Finance

Sri Lanka Treasury phishing fraud probed by CoPF

Sri Lanka Treasury phishing fraud came under fresh scrutiny at the Parliament’s Committee on Public Finance (CoPF) after lawmakers were told that three overseas correspondent banks rejected fraudulent government debt payments before scammers eventually succeeded in diverting part of a wider US$2.5 million fraud.


Sri Lanka Treasury phishing fraud exposed after overseas banks flagged suspicious payments


Proceedings before the Committee revealed that correspondent banks in the United States, the United Arab Emirates (UAE), and Vietnam detected irregularities and returned a fraudulent US$1.3 million debt payment that had been intended for Export Finance Australia.
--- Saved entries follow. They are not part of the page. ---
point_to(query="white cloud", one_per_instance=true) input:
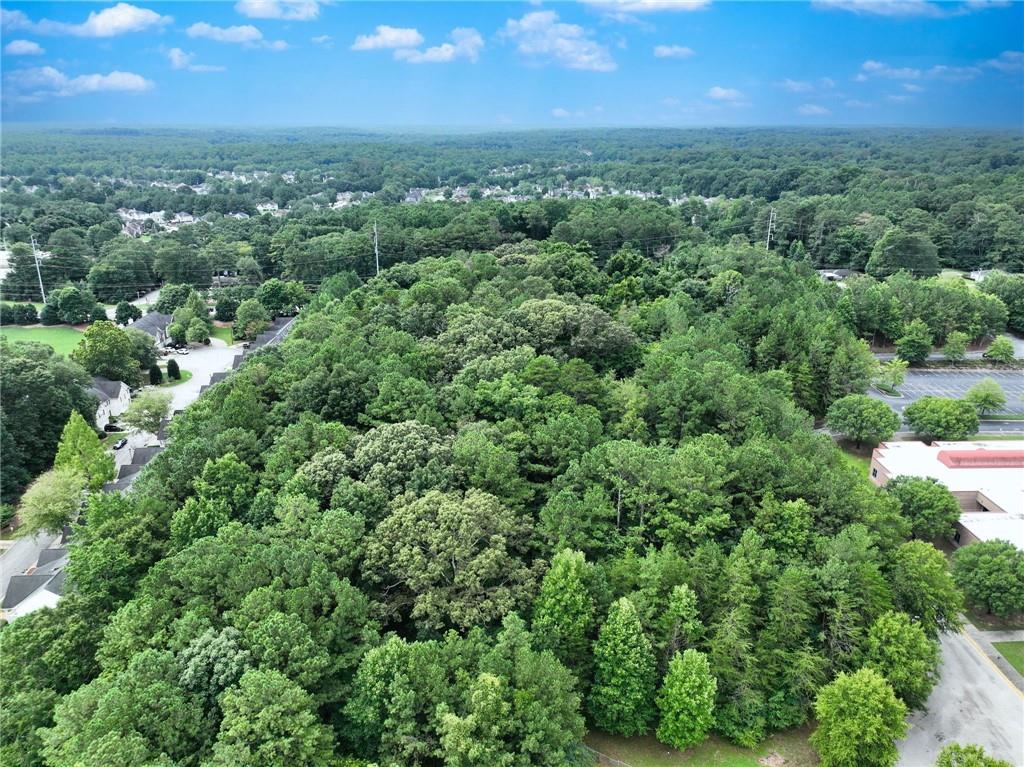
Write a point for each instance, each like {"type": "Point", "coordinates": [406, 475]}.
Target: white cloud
{"type": "Point", "coordinates": [648, 6]}
{"type": "Point", "coordinates": [244, 34]}
{"type": "Point", "coordinates": [812, 110]}
{"type": "Point", "coordinates": [466, 43]}
{"type": "Point", "coordinates": [181, 60]}
{"type": "Point", "coordinates": [46, 82]}
{"type": "Point", "coordinates": [1009, 60]}
{"type": "Point", "coordinates": [540, 36]}
{"type": "Point", "coordinates": [673, 51]}
{"type": "Point", "coordinates": [881, 69]}
{"type": "Point", "coordinates": [286, 10]}
{"type": "Point", "coordinates": [797, 86]}
{"type": "Point", "coordinates": [117, 19]}
{"type": "Point", "coordinates": [909, 8]}
{"type": "Point", "coordinates": [388, 37]}
{"type": "Point", "coordinates": [724, 94]}
{"type": "Point", "coordinates": [23, 48]}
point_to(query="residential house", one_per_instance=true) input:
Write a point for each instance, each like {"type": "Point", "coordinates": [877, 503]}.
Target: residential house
{"type": "Point", "coordinates": [156, 325]}
{"type": "Point", "coordinates": [114, 396]}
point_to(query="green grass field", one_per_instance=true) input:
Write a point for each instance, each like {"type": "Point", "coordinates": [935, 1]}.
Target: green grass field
{"type": "Point", "coordinates": [647, 752]}
{"type": "Point", "coordinates": [224, 334]}
{"type": "Point", "coordinates": [1013, 651]}
{"type": "Point", "coordinates": [60, 337]}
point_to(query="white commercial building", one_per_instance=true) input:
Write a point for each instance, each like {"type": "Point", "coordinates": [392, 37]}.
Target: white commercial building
{"type": "Point", "coordinates": [987, 478]}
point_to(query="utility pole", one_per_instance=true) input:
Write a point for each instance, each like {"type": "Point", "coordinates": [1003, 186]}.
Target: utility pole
{"type": "Point", "coordinates": [39, 273]}
{"type": "Point", "coordinates": [377, 250]}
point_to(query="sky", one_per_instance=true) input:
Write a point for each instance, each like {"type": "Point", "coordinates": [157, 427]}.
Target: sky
{"type": "Point", "coordinates": [498, 65]}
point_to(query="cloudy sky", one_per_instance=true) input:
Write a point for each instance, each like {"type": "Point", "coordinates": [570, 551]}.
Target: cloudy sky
{"type": "Point", "coordinates": [491, 65]}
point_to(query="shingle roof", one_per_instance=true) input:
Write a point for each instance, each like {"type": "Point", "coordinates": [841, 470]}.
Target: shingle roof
{"type": "Point", "coordinates": [111, 389]}
{"type": "Point", "coordinates": [22, 587]}
{"type": "Point", "coordinates": [49, 555]}
{"type": "Point", "coordinates": [153, 323]}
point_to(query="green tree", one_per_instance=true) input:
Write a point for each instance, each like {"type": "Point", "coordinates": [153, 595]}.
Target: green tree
{"type": "Point", "coordinates": [893, 373]}
{"type": "Point", "coordinates": [107, 350]}
{"type": "Point", "coordinates": [941, 418]}
{"type": "Point", "coordinates": [862, 419]}
{"type": "Point", "coordinates": [899, 250]}
{"type": "Point", "coordinates": [81, 451]}
{"type": "Point", "coordinates": [991, 577]}
{"type": "Point", "coordinates": [251, 318]}
{"type": "Point", "coordinates": [859, 721]}
{"type": "Point", "coordinates": [621, 699]}
{"type": "Point", "coordinates": [955, 755]}
{"type": "Point", "coordinates": [51, 501]}
{"type": "Point", "coordinates": [147, 411]}
{"type": "Point", "coordinates": [915, 343]}
{"type": "Point", "coordinates": [269, 721]}
{"type": "Point", "coordinates": [1000, 350]}
{"type": "Point", "coordinates": [930, 507]}
{"type": "Point", "coordinates": [955, 348]}
{"type": "Point", "coordinates": [451, 559]}
{"type": "Point", "coordinates": [686, 700]}
{"type": "Point", "coordinates": [900, 650]}
{"type": "Point", "coordinates": [125, 312]}
{"type": "Point", "coordinates": [564, 610]}
{"type": "Point", "coordinates": [197, 331]}
{"type": "Point", "coordinates": [924, 589]}
{"type": "Point", "coordinates": [986, 396]}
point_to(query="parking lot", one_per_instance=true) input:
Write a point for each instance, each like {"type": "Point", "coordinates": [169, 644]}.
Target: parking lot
{"type": "Point", "coordinates": [949, 383]}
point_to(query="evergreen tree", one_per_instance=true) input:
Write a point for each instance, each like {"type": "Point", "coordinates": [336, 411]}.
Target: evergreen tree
{"type": "Point", "coordinates": [563, 611]}
{"type": "Point", "coordinates": [624, 674]}
{"type": "Point", "coordinates": [80, 450]}
{"type": "Point", "coordinates": [686, 700]}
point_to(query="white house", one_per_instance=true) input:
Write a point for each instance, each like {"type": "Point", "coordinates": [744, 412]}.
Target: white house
{"type": "Point", "coordinates": [114, 396]}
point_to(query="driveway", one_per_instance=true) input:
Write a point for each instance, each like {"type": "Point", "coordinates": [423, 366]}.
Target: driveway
{"type": "Point", "coordinates": [974, 702]}
{"type": "Point", "coordinates": [954, 383]}
{"type": "Point", "coordinates": [202, 361]}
Despite the repeated warnings, fraudsters allegedly managed to provide revised payment instructions that ultimately enabled part of the wider phishing scam to succeed.

According to evidence presented before the Committee on Public Finance, the payment was initially routed through correspondent banks in Minnesota (US), Dubai, and Vietnam, with each institution rejecting the transfer after identifying anomalies in the transaction.

Committee members heard that after every rejected payment, officials from the Public Debt Management Office (PDMO) sought clarification using what they believed were legitimate communication channels with the lender. However, investigators said the officials were unknowingly communicating with the fraudsters, who repeatedly supplied new payment instructions until a later transfer was processed successfully.

The hearing also examined the role of the Central Bank of Sri Lanka (CBSL) during the failed payment attempts. Officials from the Central Bank of Sri Lanka told lawmakers that, in its capacity as banker to the Government, it informed the Treasury each time the payment was rejected and returned by correspondent banks.

However, CBSL officials maintained that they had no statutory obligation under the Financial Transactions Reporting Act (FTRA) to submit a Suspicious Transaction Report to the Financial Intelligence Unit (FIU).

Officials from the FIU supported that interpretation during the hearing, explaining that the CBSL is not classified as an “institution” required to report suspicious transactions under Section 7 of the Financial Transactions Reporting Act. They noted that the legislation is primarily designed to address suspected money laundering and terrorist financing, adding that there was no reasonable basis to suspect the Government, as the payer, of engaging in unlawful financial activity.

Despite those explanations, members of the Committee on Public Finance questioned whether the repeated rejection of a sovereign debt payment should have triggered stronger escalation procedures, regardless of existing anti-money laundering provisions. Several MPs argued that repeated payment failures involving government funds should have prompted additional verification measures before further payment instructions were accepted.

CoPF Chairman Dr. Harsha de Silva indicated that the Committee would examine whether legislative amendments are needed to address cyber-enabled payment fraud that falls outside the current anti-money laundering framework.

The Committee also reviewed the transfer of public debt management responsibilities from the CBSL to the PDMO, focusing on whether responsibilities, operational controls and communication procedures had been clearly defined during the institutional transition.

During the hearing, former officials from the Public Debt Department challenged findings contained in an investigation report regarding the guidance provided to trainee PDMO officers. They told lawmakers they had not previously been shown the report and maintained that documentary evidence demonstrated the training and handover process had been completed appropriately.

Representatives of the Attorney General’s Department requested additional time to provide a legal opinion on the respective responsibilities of the CBSL and the PDMO under existing legislation. The legal review is also expected to examine whether the Central Bank of Sri Lanka falls within the reporting scope of the Financial Transactions Reporting Act in circumstances similar to those surrounding the Sri Lanka Treasury phishing fraud.

The Committee’s inquiry is expected to continue as lawmakers seek to identify weaknesses in payment governance, cybersecurity protocols and institutional oversight that allowed fraudsters to exploit government payment systems despite multiple warning signs from international correspondent banks.